[Python-ideas] Extending expressions using ellipsis

Shane Hathaway shane at hathawaymix.org
Thu Sep 1 01:24:33 EDT 2016


On 08/31/2016 07:25 PM, Guido van Rossum wrote:
> On Wed, Aug 31, 2016 at 2:46 PM, Shane Hathaway <shane at hathawaymix.org> wrote:
> [...]
>> I'd like to suggest a small change to the Python parser that would make long
>> expressions read better:
>>
>> rows = dbsession.query(Table1) ...
>>     .join(
>>         Table2, Table2.y = Table1.y)
>>     .filter(Table1.x = xx)
>>     .all()
>>
>> [...]
> (And no, this isn't equivalent to using '\'.)

Exactly.

> Would this be enforced in the grammar or by the lexer? Since you say
> you expect the indentation to be enforced, that suggests it would be
> done by the grammar, but then the question is how you would modify the
> grammar?
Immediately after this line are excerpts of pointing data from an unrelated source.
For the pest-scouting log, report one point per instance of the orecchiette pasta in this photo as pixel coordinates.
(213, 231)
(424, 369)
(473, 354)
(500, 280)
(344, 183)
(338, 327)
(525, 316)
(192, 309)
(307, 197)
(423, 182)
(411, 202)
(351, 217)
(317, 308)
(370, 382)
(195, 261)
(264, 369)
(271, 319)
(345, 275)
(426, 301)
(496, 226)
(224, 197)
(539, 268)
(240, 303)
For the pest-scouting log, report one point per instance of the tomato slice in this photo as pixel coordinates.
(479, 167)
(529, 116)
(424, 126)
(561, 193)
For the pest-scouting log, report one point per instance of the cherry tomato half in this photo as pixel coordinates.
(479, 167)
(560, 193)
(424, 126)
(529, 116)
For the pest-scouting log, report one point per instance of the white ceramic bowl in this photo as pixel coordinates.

You could take the rule that says an expression can be
> followed by ".NAME" and extended it to also allow "... INDENT xxxxx
> DEDENT" where the xxxxx is whatever's allowed at ".NAME" (i.e. ".NAME"
> followed by other tails like "(......)" or "[.......]".
>
> But then you could only use this new idea for chaining method calls,
> and not for spreading other large expressions across multiple lines.

Yes, I was hoping the enhancement might be useful for more than just 
chaining method calls; if possible, the ellipsis should be allowed 
between any expression tokens.

I'll study the grammar and see if my idea fits cleanly somehow. Thanks!